TCP Error-Recovery Features

Unicorn tutorials

TCP’s error-recovery features are our best tools for locating, diagnosing, and eventually repairing high latency on a network. In terms of computer networking, latency is a measure of delay between a packet’s transmission and its receipt.

Latency can be measured as one-way (from a single source to a destination) or as round-trip (from a source to a destination and back to the original source). When communication between devices is fast, and the amount of time it
takes for a packet to get from one point to another is low, the communication is said to have low latency. Conversely, when packets take a significant amount of time to travel between a source and destination, the communication is said to have high latency. High latency is the number one enemy of all network administrators who value their sanity (and their job).

In Chapter 6, we discussed how TCP uses sequence and acknowledgment numbers to ensure the reliable delivery of packets. In this chapter, we’ll look at sequence and acknowledgment numbers again to see how TCP responds when high latency causes these numbers to be received out of sequence (or not received at all).

TCP Retransmissions

The ability of a host to retransmit packets is one of TCP’s most fundamental error-recovery features. It is designed to combat packet loss.

There are many possible causes for packet loss, including malfunctioning applications, routers under a heavy traffic load, or a temporary service outage. Things move fast at the packet level, and often the packet loss is temporary, so it’s crucial for TCP to be able to detect and recover from packet loss.

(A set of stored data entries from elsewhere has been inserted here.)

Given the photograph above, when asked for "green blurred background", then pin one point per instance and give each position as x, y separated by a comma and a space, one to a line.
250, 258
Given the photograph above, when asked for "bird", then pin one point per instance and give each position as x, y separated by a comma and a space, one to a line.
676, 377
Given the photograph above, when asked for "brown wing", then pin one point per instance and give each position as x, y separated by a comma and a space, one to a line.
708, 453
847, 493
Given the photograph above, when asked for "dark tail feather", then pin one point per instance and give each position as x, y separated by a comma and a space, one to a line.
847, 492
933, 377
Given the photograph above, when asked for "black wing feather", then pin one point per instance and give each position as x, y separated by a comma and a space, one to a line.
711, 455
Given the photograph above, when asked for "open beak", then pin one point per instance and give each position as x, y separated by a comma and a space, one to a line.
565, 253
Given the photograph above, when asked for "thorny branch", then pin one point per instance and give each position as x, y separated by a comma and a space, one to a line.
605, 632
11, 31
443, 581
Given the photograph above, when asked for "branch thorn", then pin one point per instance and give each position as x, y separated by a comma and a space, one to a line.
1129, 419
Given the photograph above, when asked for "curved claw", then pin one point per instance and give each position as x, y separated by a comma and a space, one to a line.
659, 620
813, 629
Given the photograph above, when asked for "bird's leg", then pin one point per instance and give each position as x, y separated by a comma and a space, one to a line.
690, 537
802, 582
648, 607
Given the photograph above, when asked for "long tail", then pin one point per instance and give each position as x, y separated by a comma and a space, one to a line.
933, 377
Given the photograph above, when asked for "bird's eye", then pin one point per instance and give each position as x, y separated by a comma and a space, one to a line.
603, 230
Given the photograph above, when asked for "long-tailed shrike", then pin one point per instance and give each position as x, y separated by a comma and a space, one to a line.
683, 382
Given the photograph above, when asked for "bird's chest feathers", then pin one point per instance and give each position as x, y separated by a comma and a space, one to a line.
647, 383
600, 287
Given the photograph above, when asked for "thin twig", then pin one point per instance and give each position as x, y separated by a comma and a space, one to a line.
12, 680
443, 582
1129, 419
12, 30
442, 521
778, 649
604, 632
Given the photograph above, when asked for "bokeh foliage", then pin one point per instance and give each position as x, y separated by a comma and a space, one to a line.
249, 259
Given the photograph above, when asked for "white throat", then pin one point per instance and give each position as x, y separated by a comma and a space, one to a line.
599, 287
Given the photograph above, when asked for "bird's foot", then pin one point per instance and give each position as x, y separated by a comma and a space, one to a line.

The primary mechanism for determining whether the retransmission of a packet is necessary is called the retransmission timer. This timer is responsible for maintaining a value called the retransmission timeout (RTO). Whenever a packet is transmitted using TCP, the retransmission timer starts. This timer stops when an ACK for that packet is received. The time between the packet transmission and receipt of the ACK packet is called the round-trip time (RTT). Several of these times are averaged, and that average is used to determine the final RTO value.

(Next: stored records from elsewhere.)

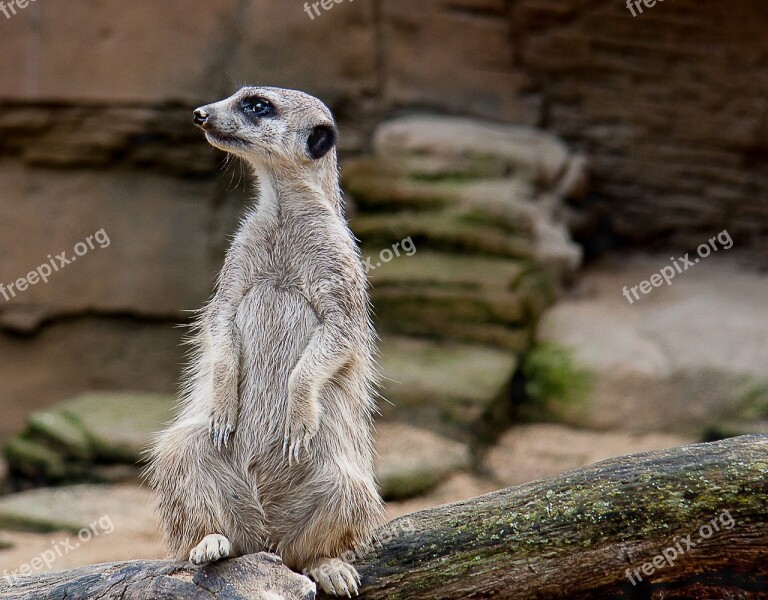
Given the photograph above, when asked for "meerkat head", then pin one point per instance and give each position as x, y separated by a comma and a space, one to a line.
271, 127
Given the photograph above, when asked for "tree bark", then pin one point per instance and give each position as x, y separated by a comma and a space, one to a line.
688, 522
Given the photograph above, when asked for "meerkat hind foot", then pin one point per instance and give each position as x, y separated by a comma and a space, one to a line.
211, 548
335, 577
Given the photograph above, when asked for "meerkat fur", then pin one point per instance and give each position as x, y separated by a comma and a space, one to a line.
272, 447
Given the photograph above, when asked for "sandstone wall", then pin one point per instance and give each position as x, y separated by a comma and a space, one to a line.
95, 132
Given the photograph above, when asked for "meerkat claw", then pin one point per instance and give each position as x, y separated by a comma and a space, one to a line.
212, 548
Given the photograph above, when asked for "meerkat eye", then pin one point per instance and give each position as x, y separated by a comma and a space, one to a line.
257, 107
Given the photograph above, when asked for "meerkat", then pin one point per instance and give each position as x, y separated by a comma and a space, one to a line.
272, 447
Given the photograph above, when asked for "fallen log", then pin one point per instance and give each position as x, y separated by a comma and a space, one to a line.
689, 522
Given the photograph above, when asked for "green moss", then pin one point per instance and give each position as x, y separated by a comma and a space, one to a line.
554, 378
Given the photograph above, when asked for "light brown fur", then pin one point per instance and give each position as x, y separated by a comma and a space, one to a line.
272, 446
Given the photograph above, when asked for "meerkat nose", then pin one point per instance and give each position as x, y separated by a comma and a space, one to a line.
201, 117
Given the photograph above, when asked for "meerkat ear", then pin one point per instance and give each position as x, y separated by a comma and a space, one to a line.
321, 139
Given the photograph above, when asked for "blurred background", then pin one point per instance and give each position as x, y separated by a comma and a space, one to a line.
513, 168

Until an RTO value is actually determined, the transmitting operating system relies on its default configured RTT setting. This setting is issued for the initial communication between hosts and is adjusted based on the RTT from received packets in order to form the actual RTO.

Once the RTO value has been determined, the retransmission timer is used on every transmitted packet to determine whether packet loss has occurred. Figure 9-1 illustrates the TCP retransmission process.

Figure 9-1: Conceptual view of the TCP retransmission process

When a packet is sent, but the recipient has not sent a TCP ACK packet, the transmitting host assumes that the original packet was lost and retransmits the original packet. When the retransmission is sent, the RTO value is doubled; if no ACK packet is received before that value is reached, another retransmission will occur. The RTO value will be doubled for the next retransmission should an ACK not be received. This process will continue, with the RTO value being doubled for each retransmission, until an ACK packet is received or until the sender reaches the maximum number of retransmission attempts it is configured to send.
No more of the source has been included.